3. Don’t guess, test to a service level agreement
Testing to a service level agreement might seem like an obvious thing to do. But, many companies are organized in such a way that testing personnel and product management never know about each other, let alone interact in an informative way. This is very un-Agile, and it’s a mistake. Testers waste valuable resources imagining the operational conditions to meet. Product manager ends up being frustrated when the expectation is not met.
The easier way to avoid this problem altogether is to put products and testing into a room — real or virtual — and come up with a Service Level Agreement (SLA) by which product management expectations are well known and upon which good load tests can be designed and implemented. The SLA does not need to be written in stone and never change, but if new needs evolve and become time-consuming beyond the established SLA, manage and communicate the changes needed. The important thing is that the document provides the concrete, common reference that sets the standards by which testing will be conducted, and products will be accepted.
4. Don’t pin all your hopes on one runtime environment, use many
True story: A while back I was working on a microservice project that was deployed on one of the Big 3 Service providers (AWS/Azure/GC, I leave it to you to guess).
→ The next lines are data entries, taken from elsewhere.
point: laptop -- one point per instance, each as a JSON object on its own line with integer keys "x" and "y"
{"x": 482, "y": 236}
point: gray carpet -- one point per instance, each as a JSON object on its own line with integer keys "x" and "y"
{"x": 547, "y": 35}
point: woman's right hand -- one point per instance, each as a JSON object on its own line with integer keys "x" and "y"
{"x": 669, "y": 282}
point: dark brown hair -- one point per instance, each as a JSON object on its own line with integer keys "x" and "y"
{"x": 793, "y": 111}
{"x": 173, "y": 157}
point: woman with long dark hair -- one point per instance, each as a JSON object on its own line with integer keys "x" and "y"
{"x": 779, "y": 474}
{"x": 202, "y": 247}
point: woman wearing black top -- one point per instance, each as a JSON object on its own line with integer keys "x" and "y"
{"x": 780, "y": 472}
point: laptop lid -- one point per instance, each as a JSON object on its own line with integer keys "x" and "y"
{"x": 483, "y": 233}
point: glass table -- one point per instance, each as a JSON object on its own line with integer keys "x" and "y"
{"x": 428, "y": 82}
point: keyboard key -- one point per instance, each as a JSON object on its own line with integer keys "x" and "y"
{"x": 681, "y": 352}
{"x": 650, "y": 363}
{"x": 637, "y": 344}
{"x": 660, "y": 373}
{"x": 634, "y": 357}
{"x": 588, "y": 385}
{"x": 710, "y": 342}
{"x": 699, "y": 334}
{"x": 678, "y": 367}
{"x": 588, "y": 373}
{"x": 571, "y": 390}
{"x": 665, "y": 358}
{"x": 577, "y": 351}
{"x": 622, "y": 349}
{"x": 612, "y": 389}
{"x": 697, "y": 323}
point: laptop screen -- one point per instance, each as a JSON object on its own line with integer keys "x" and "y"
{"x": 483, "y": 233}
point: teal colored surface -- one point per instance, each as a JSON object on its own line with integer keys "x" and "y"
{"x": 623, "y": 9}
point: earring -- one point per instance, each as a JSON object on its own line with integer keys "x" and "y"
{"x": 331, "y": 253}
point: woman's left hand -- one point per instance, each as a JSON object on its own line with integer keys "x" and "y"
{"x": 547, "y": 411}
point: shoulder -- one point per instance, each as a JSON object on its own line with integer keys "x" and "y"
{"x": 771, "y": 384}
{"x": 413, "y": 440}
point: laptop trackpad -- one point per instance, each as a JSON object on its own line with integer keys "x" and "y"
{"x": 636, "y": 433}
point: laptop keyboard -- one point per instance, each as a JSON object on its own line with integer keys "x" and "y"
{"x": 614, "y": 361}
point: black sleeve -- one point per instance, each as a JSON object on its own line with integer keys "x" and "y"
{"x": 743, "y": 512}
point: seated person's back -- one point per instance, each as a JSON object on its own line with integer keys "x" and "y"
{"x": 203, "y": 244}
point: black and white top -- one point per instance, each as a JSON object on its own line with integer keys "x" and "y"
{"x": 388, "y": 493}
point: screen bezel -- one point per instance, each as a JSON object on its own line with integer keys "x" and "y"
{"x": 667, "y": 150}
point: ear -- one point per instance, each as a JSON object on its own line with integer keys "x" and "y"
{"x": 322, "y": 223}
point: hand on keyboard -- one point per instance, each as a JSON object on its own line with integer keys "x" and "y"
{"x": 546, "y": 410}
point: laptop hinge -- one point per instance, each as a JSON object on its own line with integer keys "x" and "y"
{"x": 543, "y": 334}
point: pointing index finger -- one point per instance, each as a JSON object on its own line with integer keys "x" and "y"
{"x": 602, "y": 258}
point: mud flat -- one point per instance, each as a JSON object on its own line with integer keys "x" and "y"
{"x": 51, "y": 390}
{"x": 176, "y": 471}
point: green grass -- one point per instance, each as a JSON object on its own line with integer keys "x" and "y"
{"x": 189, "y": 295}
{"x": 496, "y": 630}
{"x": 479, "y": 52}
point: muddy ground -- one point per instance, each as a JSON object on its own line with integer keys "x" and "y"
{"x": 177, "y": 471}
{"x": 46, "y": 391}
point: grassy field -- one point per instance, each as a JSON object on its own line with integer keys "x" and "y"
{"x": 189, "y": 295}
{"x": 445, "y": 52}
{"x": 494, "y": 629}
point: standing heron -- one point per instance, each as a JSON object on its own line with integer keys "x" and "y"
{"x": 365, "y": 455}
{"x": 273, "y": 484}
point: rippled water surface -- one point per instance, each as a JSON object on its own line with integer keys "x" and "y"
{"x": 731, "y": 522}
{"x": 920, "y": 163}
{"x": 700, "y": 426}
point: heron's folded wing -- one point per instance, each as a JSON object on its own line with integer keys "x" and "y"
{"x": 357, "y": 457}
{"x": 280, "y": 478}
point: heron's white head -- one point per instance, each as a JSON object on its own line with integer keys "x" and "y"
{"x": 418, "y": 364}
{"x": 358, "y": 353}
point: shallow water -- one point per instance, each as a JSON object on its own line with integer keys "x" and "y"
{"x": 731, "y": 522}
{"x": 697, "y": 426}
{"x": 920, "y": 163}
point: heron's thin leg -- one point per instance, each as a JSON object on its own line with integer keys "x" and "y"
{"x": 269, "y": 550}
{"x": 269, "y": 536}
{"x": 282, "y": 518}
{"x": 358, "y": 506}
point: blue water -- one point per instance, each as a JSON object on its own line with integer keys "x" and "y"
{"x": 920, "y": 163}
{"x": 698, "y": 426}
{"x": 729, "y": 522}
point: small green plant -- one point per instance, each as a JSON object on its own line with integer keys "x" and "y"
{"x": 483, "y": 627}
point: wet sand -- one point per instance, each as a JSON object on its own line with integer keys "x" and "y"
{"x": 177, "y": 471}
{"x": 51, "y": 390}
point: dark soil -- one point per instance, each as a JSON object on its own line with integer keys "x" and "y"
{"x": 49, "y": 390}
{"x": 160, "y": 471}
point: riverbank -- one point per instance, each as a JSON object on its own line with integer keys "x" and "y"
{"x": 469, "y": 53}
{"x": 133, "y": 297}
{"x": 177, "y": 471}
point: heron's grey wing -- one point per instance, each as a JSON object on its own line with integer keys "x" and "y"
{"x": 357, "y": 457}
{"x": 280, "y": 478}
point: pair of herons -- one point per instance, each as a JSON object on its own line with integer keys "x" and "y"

We dedicated our deployment to a Midwest US data center. During load testing, we discovered that the microservice took too long to execute. We couldn’t figure out why. The code ran great in-house. So we did a no-brainer. We deployed the code to another region in Asia. Result? Everything was fine.
Did Asia have a better data center than Midwest US? We couldn’t say. But we had the numbers to prove there was a difference.
So what’s the takeaway? Dedicating our deployment to one region was a mistake. We learned our lesson. Moving forward we ran our load tests in a variety of regions, particularly when we were testing for regression.
5. Don’t assume request/response is all there is to measure
While it’s true that load testing the performance of the requests and responses associated with a microservice is important, there’s more to be considered. Behind the scenes there can be a lot more activity that needs to be observed and measured – reading and writing to message queues and memory caches for example. Thus, when implementing microservices load testing, it’s important to have monitors in place to observe the behavior of all the components associated with the microservice. There are reasons for slow responses from a microservice, and they need to be known. Typically a good Application Performance Management or API Management solution provides the system monitors required to get the information associated with a poorly performing load test.
Also, keep in mind that for full stack applications, a microservice that performs well under direct load test might have trouble when it comes to User Experience (UX) testing. For example, a small alteration in a data structure might have unintentional side effects in UI behavior. For those companies that publish microservices as components of a larger application, testing performance at the UI level will have benefits.
The important thing to remember is that many times, to get a good performance profile, online load testing needs to go beyond simply measuring response times for REST calls to a single microservice.